According to the 2011 General Survey on Part-Time Workers conducted by the Ministry of Health, Labour, and Welfare (MHLW), as of June 1, 2011, the ratio of nonregular workers (workers other than regular full-time company employees) in the workforce stood at 34.4%, compared with 30.9% in the previous survey in 2006, and of them, the ratio of part-time workers was 27.0% (25.7% in the last survey). In other words, the survey revealed that both the ratio of nonregular workers and the ratio of part-time workers have increased since 2006.
By gender, male workers other than regular company employees accounted for 20.3% of the total (15.7% in the last survey), and of them, part-time workers accounted for 13.8% (11.4% in the last survey). Female workers other than regular company employees accounted for 54.4% of the total (52.5% in the last survey), and of them, part-time workers accounted for 45.9% (46.2% in the last survey). So while the ratio of nonregular workers is increasing for both men and women, more than one in two women is working in a nonregular position.
The wages of nonregular workers tend to be lower than those of regular workers. According to the National Tax Agency, in 2010 the number of private-sector workers with an annual income of less than 2 million yen was 10.45 million persons, representing 23.0% of the total workforce.

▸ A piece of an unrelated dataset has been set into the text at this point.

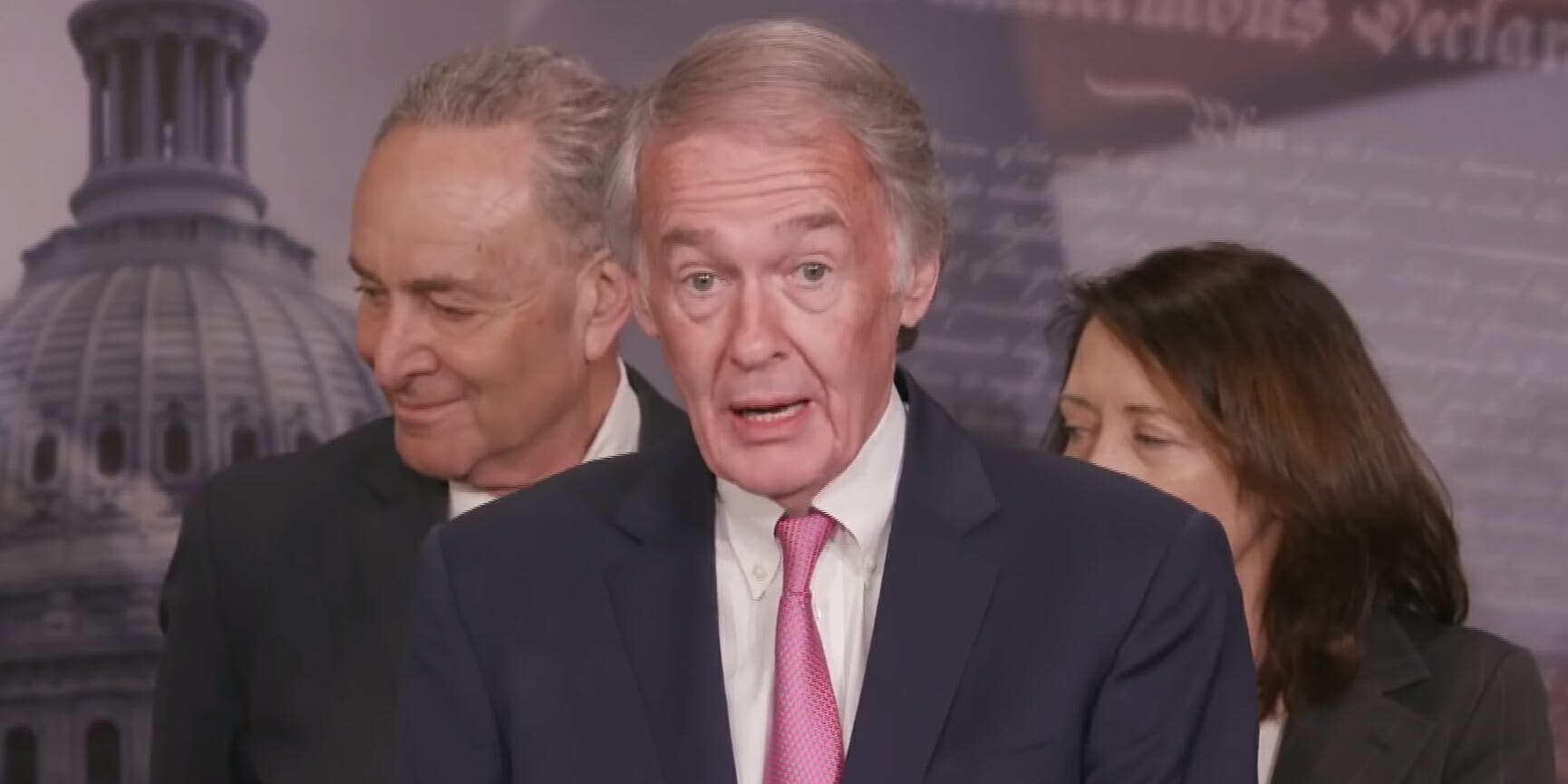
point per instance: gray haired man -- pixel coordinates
(489, 307)
(831, 582)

In July 2011 RENGO (Japanese Trade Union Confederation) conducted an online questionnaire survey of the so-called working poor (people with an annual income of less than 2 million yen), which revealed the harsh lives of these low-income earners. According to the survey results, 79.6% of the respondents said their work was "hard," 63.5% that "I have no hope for the future," and 60% that "I have experienced the feeling of being working poor."